A humanistic look at AI
Artificial Intelligence and the Human
The Humanities Institute is committed to fostering collaboration, research, and conversation on artificial intelligence (AI) and the human. As artificial intelligence technologies, including large language model text generators like ChatGPT, become increasingly common and commercially available, we need scholars from all disciplines to help us make sense of the role they play in our world and to understand their values and pitfalls.
Science alone cannot provide the wisdom we need to navigate both the challenges and possibilities offered by artificial intelligence.
Events
To better analyze the role of AI in our world, we bring together scholars of different disciplines to consider topics like whether chatbots and human beings can have meaningful relationships or what it means for artists to collaborate with AI.
2023–24 Events
Can You Fall in Love with ChatGPT? A panel discussion
October 23, 2023 4:00pm–5:30pm, Konover Auditorium
A panel discussion and live podcast recording featuring AI expert Dan Rockmore (Dartmouth College), Anna Mae Duane (Director, UCHI), Stephen Dyson (Associate Director, UCHI), and Jeffrey Dudas (UConn Political Science).
How will current and next generation AI reshape our understanding of conversation, companionship, and even love?
Artificial Intelligence and Artistic Endeavor: Pushing the Boundaries of Collaboration and Creativity
April 18, 2024, 3:00pm, Heritage Room
A roundtable discussion with Austin Choi-Fitzpatrick, human rights expert and member of an artists’ collective; Kyle Booten, co-founder of a literary journal dedicated to human-AI co-authored works; and Sue Huang, a visual artist who collaborates with AI. Together, they will explore how AI challenges us to reassess and redefine the concepts of collaboration and creativity.
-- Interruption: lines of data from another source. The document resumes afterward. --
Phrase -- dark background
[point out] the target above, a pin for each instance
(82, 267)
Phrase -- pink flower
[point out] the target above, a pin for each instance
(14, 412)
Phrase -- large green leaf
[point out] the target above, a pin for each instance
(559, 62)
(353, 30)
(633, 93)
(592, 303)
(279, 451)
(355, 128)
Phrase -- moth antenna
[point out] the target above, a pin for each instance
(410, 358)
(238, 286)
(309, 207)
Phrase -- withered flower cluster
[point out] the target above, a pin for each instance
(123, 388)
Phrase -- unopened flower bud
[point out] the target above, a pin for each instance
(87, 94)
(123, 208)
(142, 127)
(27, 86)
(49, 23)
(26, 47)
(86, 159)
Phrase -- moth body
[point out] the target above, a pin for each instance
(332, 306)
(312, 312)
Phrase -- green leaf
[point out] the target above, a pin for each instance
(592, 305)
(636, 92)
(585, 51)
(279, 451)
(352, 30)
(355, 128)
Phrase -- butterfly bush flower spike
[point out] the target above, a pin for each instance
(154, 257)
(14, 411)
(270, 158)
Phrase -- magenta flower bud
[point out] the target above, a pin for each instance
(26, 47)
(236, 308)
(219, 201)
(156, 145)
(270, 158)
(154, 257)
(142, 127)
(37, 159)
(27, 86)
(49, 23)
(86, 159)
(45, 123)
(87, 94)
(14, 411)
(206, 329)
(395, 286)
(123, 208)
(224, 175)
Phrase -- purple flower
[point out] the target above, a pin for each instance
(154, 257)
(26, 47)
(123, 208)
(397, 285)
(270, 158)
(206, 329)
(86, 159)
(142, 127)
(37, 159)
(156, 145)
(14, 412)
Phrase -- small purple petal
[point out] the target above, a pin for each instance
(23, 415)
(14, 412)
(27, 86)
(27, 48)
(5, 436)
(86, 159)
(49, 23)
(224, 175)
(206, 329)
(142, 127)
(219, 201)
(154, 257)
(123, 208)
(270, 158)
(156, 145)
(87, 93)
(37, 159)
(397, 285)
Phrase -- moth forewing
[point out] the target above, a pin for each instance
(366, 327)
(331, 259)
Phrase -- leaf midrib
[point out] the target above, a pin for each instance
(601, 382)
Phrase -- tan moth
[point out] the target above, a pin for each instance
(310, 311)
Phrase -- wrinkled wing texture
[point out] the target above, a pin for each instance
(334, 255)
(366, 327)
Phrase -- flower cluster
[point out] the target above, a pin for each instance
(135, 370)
Humanistic AI Working Group
The Humanistic AI Working Group brings together faculty from across campus, and across disciplines, to share research, resources, and funding opportunities, and to collaborate on this vital area of research.
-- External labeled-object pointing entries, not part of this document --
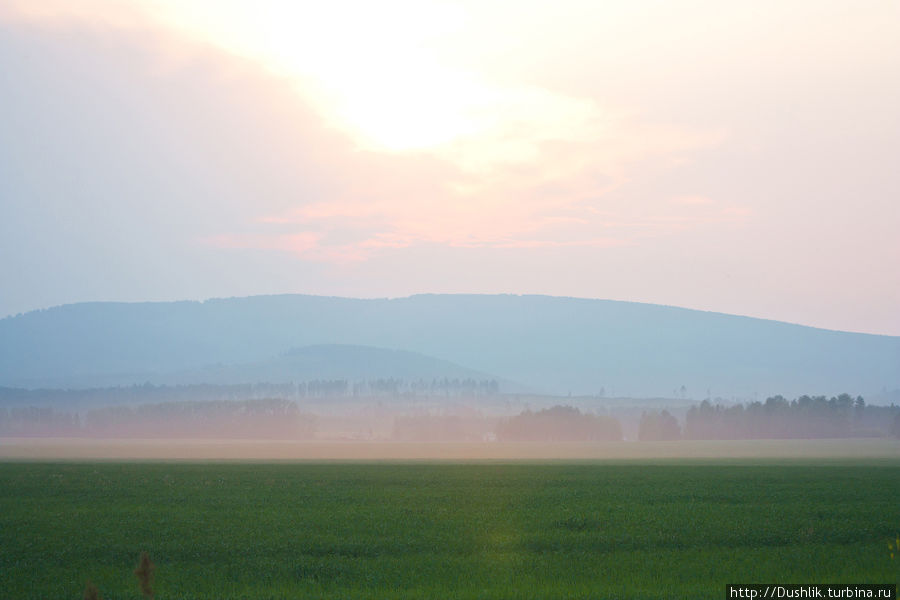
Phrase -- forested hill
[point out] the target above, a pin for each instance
(551, 344)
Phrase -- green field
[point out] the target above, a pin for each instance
(438, 530)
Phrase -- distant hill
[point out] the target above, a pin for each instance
(330, 362)
(551, 344)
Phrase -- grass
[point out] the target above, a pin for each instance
(583, 530)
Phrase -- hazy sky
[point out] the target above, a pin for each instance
(741, 157)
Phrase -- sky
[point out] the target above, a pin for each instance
(739, 157)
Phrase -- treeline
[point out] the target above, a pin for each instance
(559, 424)
(205, 392)
(803, 417)
(258, 419)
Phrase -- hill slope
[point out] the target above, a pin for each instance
(552, 344)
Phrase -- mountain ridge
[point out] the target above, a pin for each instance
(555, 344)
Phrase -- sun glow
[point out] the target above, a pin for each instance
(367, 68)
(374, 71)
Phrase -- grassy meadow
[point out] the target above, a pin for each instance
(627, 529)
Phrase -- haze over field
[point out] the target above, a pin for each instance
(734, 157)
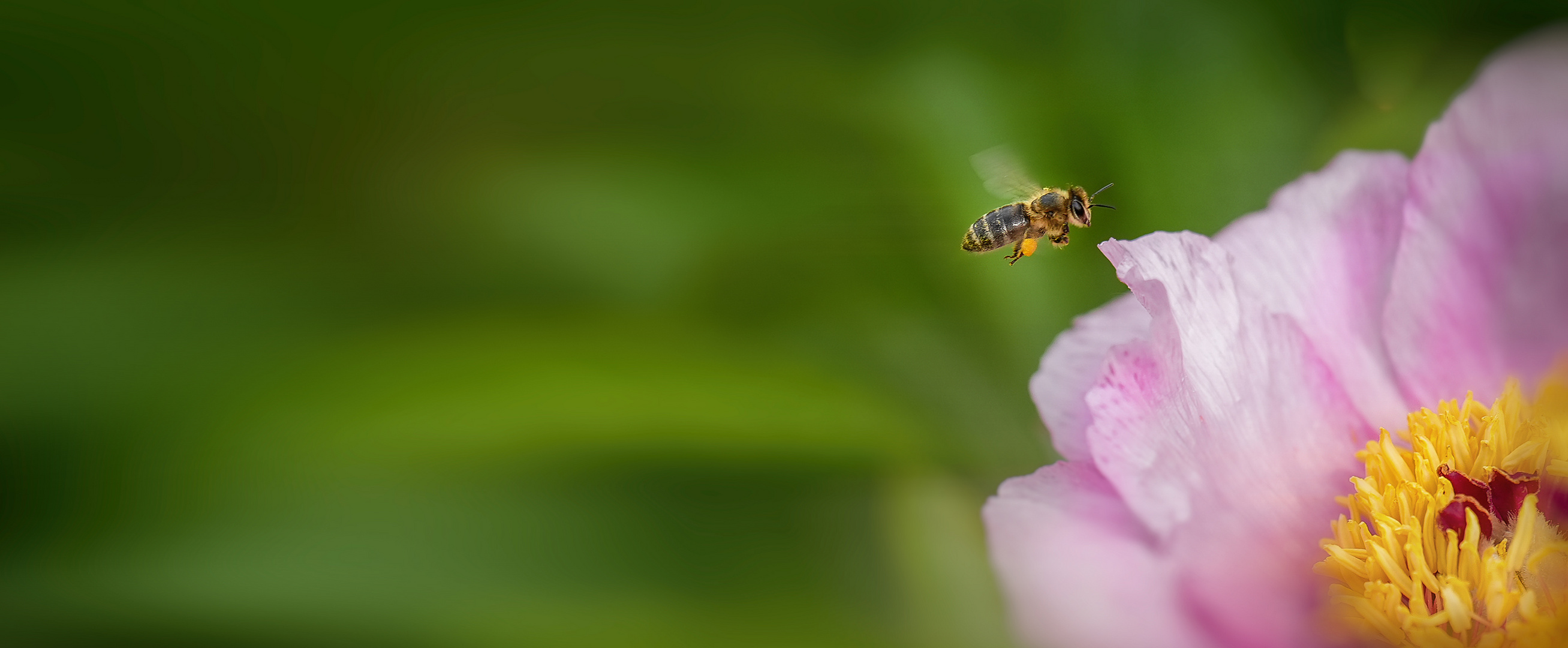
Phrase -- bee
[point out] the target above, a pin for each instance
(1037, 212)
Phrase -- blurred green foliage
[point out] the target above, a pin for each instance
(593, 324)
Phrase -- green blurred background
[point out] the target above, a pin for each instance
(593, 324)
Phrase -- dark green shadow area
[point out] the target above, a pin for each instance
(593, 324)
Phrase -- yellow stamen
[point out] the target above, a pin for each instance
(1406, 580)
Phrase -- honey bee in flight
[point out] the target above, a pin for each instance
(1037, 212)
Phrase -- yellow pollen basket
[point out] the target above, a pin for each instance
(1423, 565)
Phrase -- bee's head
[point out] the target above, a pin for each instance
(1078, 208)
(1081, 205)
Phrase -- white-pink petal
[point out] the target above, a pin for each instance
(1480, 281)
(1322, 253)
(1078, 570)
(1072, 366)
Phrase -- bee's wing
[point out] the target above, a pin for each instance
(1004, 175)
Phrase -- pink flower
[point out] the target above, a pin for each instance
(1209, 419)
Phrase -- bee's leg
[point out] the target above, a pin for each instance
(1021, 250)
(1059, 236)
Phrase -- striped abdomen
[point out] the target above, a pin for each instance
(1000, 228)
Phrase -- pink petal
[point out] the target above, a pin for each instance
(1322, 253)
(1078, 568)
(1480, 280)
(1227, 435)
(1075, 361)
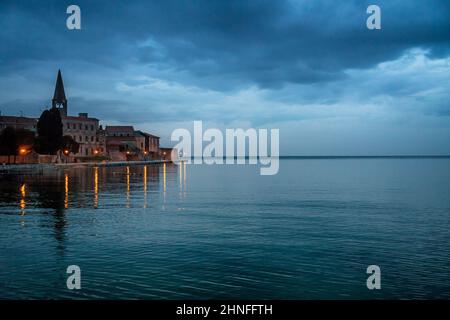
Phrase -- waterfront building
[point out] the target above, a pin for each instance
(150, 145)
(83, 129)
(18, 123)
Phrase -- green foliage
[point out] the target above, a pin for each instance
(50, 132)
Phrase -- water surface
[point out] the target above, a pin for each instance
(203, 232)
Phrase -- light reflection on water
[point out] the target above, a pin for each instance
(167, 231)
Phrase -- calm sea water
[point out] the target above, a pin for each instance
(198, 232)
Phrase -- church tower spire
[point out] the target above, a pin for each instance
(59, 100)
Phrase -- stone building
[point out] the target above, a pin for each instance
(18, 123)
(83, 129)
(151, 144)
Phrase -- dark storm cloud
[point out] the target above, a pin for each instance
(224, 44)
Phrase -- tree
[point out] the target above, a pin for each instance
(50, 132)
(70, 144)
(8, 142)
(12, 139)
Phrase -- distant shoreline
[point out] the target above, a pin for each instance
(78, 164)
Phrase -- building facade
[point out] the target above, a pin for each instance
(83, 129)
(18, 123)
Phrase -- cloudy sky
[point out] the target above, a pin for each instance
(310, 68)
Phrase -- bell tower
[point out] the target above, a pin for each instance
(59, 100)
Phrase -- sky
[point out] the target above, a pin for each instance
(311, 69)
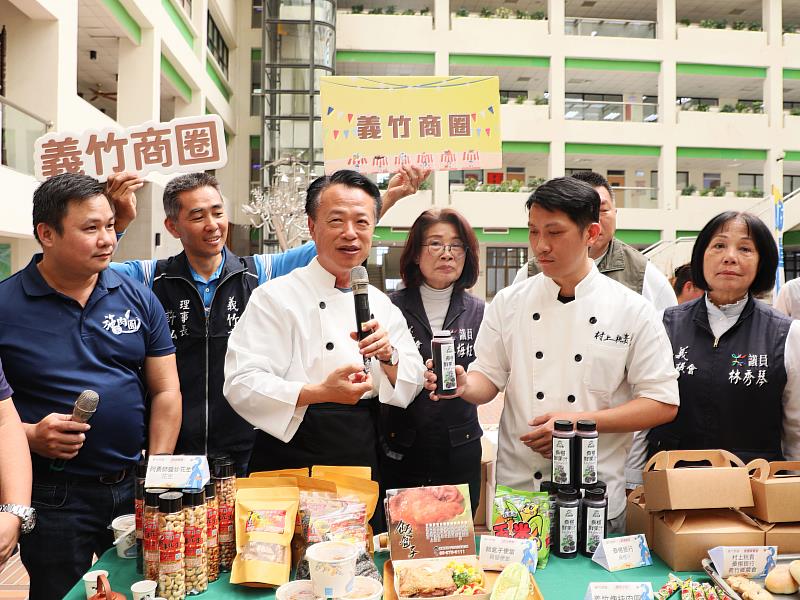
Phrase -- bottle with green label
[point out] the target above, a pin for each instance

Those interested in joining the group should contact Nasya Al-Saidy.
Bringing the Past to the Future
The National Endowment for the Humanities has awarded a two-year grant of nearly $140,000 to the University of Connecticut for the Humanities Institute (UCHI) to investigate how legacies of slavery are shaping the perception and reception of conversational artificial intelligence. This project, “Bringing the Past to the Future: Slavery and Artificial Intelligence on the Battleground of Popular Culture,” involves the development of a podcast series and scholarly book chapters analyzing how persistent narratives of slavery and servitude have influenced popular understanding of artificial intelligence and humans’ ethical engagement with emerging technologies.
Collaborations
UCHI is a partner in the Design Justice AI Institute, a Global Humanities Institute sponsored by the CHCI and the Mellon Foundation, which took place June 30–July 13th in Pretoria. The project is led by the Rutgers Center of Cultural Analysis, along with the Humanities Research Centre at ANU, the Center for Advancement of Scholarship at the University of Pretoria. It examines the rapid diffusion of so-called generative AI–machine learning technologies that simulate human languages, communication, arts, and cultures.
UCHI and Global Affairs are partnering with Université Internationale de Rabat (UIR) in Morocco on an international working group on AI and the Humanities—part of a larger collaboration between UIR and UConn.
Fellowships
Each year, UCHI offers residential fellowships for UConn faculty. As part of our mid-career faculty success initiative, one fellowship each year will be awarded to a faculty member who has held the rank of Associate Professor for at least five years. We also offer one UCHI/Faculty of Color Working Group Faculty Fellowship each year. The UCHI/FOCWG fellowship is intended for full-time UConn faculty members from historically disadvantaged minority groups and/or those whose projects specifically confront institutional blocks for BIPOC faculty. Applications for all faculty fellowships are due February 1.